# Difference between revisions of "Bhattacharyya distance"

Several indices have been suggested in the statistical literature to reflect the degree of dissimilarity between any two probability distributions (cf. Probability distribution). Such indices have been variously called measures of distance between two distributions (see [a1], for instance), measures of separation (see [a2]), measures of discriminatory information [a3], [a4], and measures of variation-distance [a5]. While these indices have not all been introduced for exactly the same purpose, as the names given to them imply, they have the common property of increasing as the two distributions involved "move apart" . An index with this property may be called a measure of divergence of one distribution from another. A general method for generating measures of divergence has been discussed in [a6].

The Bhattacharyya distance is a measure of divergence. It can be defined formally as follows. Let $( \Omega, B, \nu )$ be a measure space, and let $P$ be the set of all probability measures (cf. Probability measure) on $B$ that are absolutely continuous with respect to $\nu$. Consider two such probability measures ${\mathsf P} _ {1} , {\mathsf P} _ {2} \in P$ and let $p _ {1}$ and $p _ {2}$ be their respective density functions with respect to $\nu$.

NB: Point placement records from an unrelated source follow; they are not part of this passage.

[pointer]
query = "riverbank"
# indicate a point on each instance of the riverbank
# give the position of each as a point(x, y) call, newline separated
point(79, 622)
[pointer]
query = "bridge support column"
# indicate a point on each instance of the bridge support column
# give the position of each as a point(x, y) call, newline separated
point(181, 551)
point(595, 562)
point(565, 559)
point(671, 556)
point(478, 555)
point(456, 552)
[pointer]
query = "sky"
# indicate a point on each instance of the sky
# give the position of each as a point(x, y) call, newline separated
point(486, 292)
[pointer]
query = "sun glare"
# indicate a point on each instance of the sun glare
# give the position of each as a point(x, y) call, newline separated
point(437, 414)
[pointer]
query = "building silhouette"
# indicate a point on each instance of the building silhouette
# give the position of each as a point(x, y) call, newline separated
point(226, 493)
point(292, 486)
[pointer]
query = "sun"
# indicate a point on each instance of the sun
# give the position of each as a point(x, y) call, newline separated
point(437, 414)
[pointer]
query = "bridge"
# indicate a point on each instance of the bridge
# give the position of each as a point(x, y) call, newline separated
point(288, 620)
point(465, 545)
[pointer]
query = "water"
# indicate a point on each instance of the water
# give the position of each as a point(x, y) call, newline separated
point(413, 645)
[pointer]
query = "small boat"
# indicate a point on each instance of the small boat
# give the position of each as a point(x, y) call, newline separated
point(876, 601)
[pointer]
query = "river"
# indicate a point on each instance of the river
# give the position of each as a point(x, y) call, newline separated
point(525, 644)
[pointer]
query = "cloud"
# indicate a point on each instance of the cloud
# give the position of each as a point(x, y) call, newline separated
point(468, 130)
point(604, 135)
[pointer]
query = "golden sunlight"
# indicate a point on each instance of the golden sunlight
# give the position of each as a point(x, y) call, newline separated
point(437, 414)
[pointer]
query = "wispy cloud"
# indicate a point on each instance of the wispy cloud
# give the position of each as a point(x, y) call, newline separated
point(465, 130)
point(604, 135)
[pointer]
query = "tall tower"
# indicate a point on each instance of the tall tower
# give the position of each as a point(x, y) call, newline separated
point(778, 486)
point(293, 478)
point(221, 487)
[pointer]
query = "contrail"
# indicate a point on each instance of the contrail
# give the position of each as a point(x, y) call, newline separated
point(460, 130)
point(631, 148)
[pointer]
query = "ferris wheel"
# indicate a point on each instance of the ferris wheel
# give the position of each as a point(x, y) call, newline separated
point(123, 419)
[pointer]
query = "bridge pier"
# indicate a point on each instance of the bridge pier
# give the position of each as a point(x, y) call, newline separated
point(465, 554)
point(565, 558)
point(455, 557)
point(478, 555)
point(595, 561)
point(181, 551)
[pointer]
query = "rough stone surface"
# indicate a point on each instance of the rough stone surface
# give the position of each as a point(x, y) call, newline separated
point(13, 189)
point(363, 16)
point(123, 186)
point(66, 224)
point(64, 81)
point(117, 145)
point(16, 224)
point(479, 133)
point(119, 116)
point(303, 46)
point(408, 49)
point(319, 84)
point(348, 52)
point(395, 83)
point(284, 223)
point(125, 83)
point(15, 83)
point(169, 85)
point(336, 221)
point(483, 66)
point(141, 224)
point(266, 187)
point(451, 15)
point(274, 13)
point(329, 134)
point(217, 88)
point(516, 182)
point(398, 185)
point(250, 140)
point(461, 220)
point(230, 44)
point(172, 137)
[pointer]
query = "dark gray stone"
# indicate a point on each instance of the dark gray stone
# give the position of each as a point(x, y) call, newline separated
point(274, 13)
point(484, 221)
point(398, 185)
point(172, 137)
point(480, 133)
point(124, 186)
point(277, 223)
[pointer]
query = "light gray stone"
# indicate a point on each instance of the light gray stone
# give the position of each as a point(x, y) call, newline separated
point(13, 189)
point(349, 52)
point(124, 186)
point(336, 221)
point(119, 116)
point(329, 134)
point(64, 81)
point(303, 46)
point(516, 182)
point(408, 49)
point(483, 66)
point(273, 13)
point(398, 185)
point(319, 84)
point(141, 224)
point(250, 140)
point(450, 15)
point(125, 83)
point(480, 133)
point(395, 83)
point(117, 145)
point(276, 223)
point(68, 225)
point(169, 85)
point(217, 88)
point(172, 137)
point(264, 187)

The Bhattacharyya coefficient between ${\mathsf P} _ {1}$ and ${\mathsf P} _ {2}$, denoted by $\rho ( {\mathsf P} _ {1} , {\mathsf P} _ {2} )$, is defined by

$$\rho ( {\mathsf P} _ {1} , {\mathsf P} _ {2} ) = \int\limits _ \Omega {\left ( { { \frac{d {\mathsf P} _ {1} }{d \nu } } } \cdot { { \frac{d {\mathsf P} _ {2} }{d \nu } } } \right ) ^ {1/2 } } {d \nu } ,$$

where ${ {d {\mathsf P} _ {i} } / {d \nu } }$ is the Radon–Nikodým derivative (cf. Radon–Nikodým theorem) of ${\mathsf P} _ {i}$( $i = 1, 2$) with respect to $\nu$. It is also known as the Kakutani coefficient [a9] and the Matusita coefficient [a10]. Note that $\rho ( {\mathsf P} _ {1} , {\mathsf P} _ {2} )$ does not depend on the measure $\nu$ dominating ${\mathsf P} _ {1}$ and ${\mathsf P} _ {2}$.

It is easy to verify that

i) $0 \leq \rho ( {\mathsf P} _ {1} , {\mathsf P} _ {2} ) \leq 1$;

ii) $\rho ( {\mathsf P} _ {1} , {\mathsf P} _ {2} ) = 1$ if and only if ${\mathsf P} _ {1} = {\mathsf P} _ {2}$;

iii) $\rho ( {\mathsf P} _ {1} , {\mathsf P} _ {2} ) = 0$ if and only if ${\mathsf P} _ {1}$ is orthogonal to ${\mathsf P} _ {2}$.

The Bhattacharyya distance between two probability distributions ${\mathsf P} _ {1}$ and ${\mathsf P} _ {2}$, denoted by $B ( 1, 2 )$, is defined by

$$B ( 1, 2 ) = - { \mathop{\rm ln} } \rho ( {\mathsf P} _ {1} , {\mathsf P} _ {2} ) .$$

Clearly, $0 \leq B ( 1,2 ) \leq \infty$. The distance $B ( 1,2 )$ does not satisfy the triangle inequality (see [a7]). The Bhattacharyya distance comes out as a special case of the Chernoff distance (taking $t = {1 / 2 }$):

$$- { \mathop{\rm ln} } \inf _ {0 \leq t \leq 1 } \left ( \int\limits _ \Omega {p _ {1} ^ {t} p _ {2} ^ {1 - t } } {d \nu } \right ) .$$

The Hellinger distance [a8] between two probability measures ${\mathsf P} _ {1}$ and ${\mathsf P} _ {2}$, denoted by $H ( 1,2 )$, is related to the Bhattacharyya coefficient by the following relation:

$$H ( 1, 2 ) = 2 [ 1 - \rho ( {\mathsf P} _ {1} , {\mathsf P} _ {2} ) ] .$$

$B ( 1,2 )$ is called the Bhattacharyya distance since it is defined through the Bhattacharyya coefficient. It should be noted that the distance defined in a statistical context by A. Bhattacharyya [a11] is different from $B ( 1, 2 )$.

The Bhattacharyya distance is successfully used in engineering and statistical sciences. In the context of control theory and in the study of the problem of signal selection [a7], $B ( 1, 2 )$ is found superior to the Kullback–Leibler distance (cf. also Kullback–Leibler-type distance measures). If one uses the Bayes criterion for classification and attaches equal costs to each type of misclassification, then it has been shown [a12] that the total probability of misclassification is majorized by ${ \mathop{\rm exp} } \{ - B ( 1,2 ) \}$. In the case of equal covariances, maximization of $B ( 1,2 )$ yields the Fisher linear discriminant function. The Bhattacharyya distance is also used in evaluating the features in a two-class pattern recognition problem [a13]. Furthermore, it has been applied in time series discriminant analysis [a14], [a15], [a16], [a17].